Rasulullah pun bersabda, “Tentu, bersilaturrahimlah dengan ibumu.”


Asma pun begitu gembira. Ia dapat bertemu dan berilaturrahim dengan ibu yang melahirkan
dan mengasuhnya. Sungguh Islam agama yang indah. Seorang anak tetap diharuskan
berbakti, meski memiliki orang tua kafir, musyrik, dan enggan memeluk agama Islam.

Kisah Asma diceritakannya langsung dalam sebuah hadits. Sang Dzatunniqathain bercerita,
“Ibuku datang ke tempatku sedang dia adalah seorang musyrik di zaman Rasulullah
shallallahu ‘alaihi wasallam, yaitu di saat berlangsungnya perjanjian Hudaibiyah antara
beliau dan kaum musyrikin. Kemudian saya meminta fatwa kepada Rasulullah, “Ibuku
datang padaku dan ia ingin meminta sesuatu, apakah boleh saya hubungi ibuku itu, padahal ia
musyrik?” Beliau bersabda, “Ya, hubungilah ibumu” (HR. Al Bukhari dan Muslim).

Setelah terjadi permasalahan Asma, Rasulullah pun mendapatkan wahyu dari Allah. Rabb
Ta’ala berfirman, “Allah tidak melarang kamu untuk berbuat baik dan berlaku adil terhadap
orang-orang yang tidak memerangi kamu karena agama. Dan tidak pula mengusir kamu dari
negerimu. Sesungguhnya Allah menyukai orang-orang yang berlaku adil.” (QS. Al-
Mumtahanah: 8)

Berbakti Kepada Orang Tua yang Kafir

Kewajiban berbakti tetap berlaku meski orang tua berstatus non muslim. Hanya saja, ada dua
hal yang perlu diperhatikan. Pertama, seorang anak tidak boleh menaati orang tuanya jika
mereka menyuruh kepada kekafiran. Kedua, orang tua bukanlah termasuk kelompok kafir
harbi yang memerangi umat Islam.Allah menyampaikan dalam beberapa ayat tentang
wajibnya berbakti dan bersilaturrahim kepada orang tua meskipun keduanya kafir dan enggan
memeluk Islam. Allah berfirman, “Dan Kami berwasiat kepada manusia agar berbakti kepada
orang tuanya dengan baik, dan apabila keduanya memaksa untuk menyekutukan Aku yang
kamu tidak ada ilmu, maka janganlah taat kepada keduanya.” (QS. Al-Ankabut: 8 ).
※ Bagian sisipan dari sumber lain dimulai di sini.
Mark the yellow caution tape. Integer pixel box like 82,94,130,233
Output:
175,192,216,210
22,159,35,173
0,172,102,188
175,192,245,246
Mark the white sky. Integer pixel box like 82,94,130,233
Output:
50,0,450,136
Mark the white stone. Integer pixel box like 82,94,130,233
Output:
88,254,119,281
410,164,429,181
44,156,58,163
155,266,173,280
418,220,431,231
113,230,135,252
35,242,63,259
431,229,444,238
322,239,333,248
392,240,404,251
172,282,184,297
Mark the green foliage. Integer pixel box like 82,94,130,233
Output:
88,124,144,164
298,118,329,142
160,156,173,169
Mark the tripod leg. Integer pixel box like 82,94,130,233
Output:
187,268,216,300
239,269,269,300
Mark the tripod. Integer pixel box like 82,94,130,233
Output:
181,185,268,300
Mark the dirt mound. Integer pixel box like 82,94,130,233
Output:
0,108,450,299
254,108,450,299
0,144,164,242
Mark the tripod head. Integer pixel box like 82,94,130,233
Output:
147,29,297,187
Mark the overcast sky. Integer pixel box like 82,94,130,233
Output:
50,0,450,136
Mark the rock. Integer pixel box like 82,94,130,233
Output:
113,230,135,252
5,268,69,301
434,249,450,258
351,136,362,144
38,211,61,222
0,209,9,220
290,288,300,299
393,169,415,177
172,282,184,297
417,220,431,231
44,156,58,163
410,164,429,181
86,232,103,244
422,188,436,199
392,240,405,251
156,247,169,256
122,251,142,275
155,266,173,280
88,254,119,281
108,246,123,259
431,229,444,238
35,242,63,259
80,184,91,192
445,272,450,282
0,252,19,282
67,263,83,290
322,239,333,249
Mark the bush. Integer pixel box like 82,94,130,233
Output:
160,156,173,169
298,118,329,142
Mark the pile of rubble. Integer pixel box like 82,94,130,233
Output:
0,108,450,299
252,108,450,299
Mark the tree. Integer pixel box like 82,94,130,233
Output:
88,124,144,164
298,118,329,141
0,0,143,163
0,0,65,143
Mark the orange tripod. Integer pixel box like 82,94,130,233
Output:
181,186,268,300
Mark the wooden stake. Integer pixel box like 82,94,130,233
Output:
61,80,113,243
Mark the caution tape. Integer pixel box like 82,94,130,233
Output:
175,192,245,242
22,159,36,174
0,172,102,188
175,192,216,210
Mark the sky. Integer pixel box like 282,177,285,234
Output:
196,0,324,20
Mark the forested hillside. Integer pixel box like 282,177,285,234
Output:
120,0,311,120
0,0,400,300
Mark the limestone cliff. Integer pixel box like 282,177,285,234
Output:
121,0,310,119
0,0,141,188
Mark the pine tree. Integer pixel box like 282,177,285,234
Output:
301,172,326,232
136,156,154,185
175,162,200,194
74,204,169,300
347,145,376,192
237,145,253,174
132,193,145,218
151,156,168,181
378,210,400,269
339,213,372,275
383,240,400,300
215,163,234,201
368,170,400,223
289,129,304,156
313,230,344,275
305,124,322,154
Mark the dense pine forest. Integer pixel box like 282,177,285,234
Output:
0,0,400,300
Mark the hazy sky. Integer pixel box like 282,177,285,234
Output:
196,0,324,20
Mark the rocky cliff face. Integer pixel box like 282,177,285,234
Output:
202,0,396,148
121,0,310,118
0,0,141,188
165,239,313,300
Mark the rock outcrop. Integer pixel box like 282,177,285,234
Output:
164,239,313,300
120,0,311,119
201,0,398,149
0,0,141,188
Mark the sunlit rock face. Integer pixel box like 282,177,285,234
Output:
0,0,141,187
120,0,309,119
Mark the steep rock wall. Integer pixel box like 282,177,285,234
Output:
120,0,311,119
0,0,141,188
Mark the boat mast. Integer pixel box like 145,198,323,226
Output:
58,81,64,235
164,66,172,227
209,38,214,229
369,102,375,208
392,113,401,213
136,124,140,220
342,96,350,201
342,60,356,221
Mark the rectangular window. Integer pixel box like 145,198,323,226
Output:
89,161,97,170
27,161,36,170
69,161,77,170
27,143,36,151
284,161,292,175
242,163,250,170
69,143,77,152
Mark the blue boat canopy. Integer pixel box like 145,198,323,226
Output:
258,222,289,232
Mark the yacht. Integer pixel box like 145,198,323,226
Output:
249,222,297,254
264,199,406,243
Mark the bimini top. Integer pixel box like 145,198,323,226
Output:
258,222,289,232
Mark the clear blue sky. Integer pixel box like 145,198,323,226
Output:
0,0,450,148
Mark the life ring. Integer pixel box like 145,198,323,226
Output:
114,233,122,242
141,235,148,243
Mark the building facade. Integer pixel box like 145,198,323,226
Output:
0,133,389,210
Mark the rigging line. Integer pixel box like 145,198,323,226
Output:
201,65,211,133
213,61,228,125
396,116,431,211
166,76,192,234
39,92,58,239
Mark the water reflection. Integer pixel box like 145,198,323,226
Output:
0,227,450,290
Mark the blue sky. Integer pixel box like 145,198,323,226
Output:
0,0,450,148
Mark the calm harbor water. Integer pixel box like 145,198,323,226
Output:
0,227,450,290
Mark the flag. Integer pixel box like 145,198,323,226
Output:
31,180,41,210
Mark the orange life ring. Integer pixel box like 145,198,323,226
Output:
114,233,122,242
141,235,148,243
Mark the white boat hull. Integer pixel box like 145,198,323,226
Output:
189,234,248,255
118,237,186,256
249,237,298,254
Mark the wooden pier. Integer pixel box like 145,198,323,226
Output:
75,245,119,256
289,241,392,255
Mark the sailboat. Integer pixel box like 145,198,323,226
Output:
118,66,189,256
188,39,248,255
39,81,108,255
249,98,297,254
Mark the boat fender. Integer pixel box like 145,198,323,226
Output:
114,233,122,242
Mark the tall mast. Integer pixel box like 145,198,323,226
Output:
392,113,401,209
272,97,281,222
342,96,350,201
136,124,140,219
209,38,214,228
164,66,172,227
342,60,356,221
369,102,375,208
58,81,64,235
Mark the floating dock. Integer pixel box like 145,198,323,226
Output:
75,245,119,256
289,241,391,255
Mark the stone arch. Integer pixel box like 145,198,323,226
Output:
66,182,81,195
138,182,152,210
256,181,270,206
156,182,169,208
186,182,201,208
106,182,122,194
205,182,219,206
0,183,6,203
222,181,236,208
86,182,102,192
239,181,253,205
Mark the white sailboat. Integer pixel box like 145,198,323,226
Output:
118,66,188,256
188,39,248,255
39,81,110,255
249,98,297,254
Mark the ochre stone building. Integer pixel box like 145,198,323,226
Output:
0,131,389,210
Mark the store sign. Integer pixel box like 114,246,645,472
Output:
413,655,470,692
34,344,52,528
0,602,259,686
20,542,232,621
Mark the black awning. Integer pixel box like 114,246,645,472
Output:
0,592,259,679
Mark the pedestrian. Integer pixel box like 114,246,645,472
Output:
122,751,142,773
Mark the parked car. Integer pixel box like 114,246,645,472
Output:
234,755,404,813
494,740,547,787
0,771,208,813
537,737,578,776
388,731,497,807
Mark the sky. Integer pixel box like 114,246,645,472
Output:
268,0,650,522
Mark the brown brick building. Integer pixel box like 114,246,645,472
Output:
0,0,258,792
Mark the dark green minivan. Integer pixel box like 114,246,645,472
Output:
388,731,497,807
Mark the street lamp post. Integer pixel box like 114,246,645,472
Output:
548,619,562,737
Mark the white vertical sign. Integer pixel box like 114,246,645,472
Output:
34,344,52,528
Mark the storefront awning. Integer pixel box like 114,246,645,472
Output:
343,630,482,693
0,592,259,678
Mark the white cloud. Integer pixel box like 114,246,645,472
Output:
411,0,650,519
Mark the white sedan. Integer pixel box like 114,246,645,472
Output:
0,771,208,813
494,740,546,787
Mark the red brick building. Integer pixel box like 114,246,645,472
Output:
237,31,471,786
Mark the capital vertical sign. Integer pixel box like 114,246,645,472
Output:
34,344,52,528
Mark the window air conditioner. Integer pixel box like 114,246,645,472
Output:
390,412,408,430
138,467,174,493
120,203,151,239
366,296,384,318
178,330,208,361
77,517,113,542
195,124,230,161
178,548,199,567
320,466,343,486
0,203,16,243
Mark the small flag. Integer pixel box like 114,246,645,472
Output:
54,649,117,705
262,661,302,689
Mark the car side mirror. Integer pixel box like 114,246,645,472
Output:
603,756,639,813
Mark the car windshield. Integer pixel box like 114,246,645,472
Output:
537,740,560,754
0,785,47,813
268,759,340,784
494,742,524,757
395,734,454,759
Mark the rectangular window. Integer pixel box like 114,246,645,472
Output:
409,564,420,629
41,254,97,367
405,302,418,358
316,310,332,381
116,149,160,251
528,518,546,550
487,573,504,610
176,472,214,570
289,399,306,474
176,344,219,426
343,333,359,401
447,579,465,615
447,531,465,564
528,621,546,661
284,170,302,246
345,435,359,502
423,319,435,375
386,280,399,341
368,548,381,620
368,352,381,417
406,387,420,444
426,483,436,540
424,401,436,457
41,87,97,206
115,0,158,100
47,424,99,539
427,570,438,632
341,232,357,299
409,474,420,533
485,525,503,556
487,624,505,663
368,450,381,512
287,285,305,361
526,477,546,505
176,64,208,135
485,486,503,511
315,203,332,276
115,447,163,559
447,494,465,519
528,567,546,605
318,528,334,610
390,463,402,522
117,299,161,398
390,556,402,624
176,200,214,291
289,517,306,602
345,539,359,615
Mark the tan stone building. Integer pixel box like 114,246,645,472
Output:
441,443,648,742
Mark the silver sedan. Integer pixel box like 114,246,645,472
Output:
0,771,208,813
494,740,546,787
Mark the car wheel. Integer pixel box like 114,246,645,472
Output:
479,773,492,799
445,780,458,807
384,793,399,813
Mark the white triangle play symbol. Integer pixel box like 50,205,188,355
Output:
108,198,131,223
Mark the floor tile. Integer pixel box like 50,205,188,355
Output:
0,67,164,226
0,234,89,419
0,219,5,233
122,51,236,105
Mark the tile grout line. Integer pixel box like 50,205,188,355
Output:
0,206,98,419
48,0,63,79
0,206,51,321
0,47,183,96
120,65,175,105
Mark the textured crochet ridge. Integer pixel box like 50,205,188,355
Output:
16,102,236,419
Dalam ayat lain, Allah juga berfirman, “Dan apabila keduanya memaksamu untuk
menyekutukan Aku dengan apa-apa yang tidak ada ilmu padanya, jangan taati keduanya dan
bergaul lah dalam kehidupan dunia dengan perbuatan yang ma’ruf (baik) dan ikutilah jalan
orang-orang yang kembali kepada-Ku kemudian hanya kepada-Ku lah kembalimu, maka Ku-
beritakan kepadamu apa-apa yang telah kamu kerjakan.” (QS. Luqman: 15).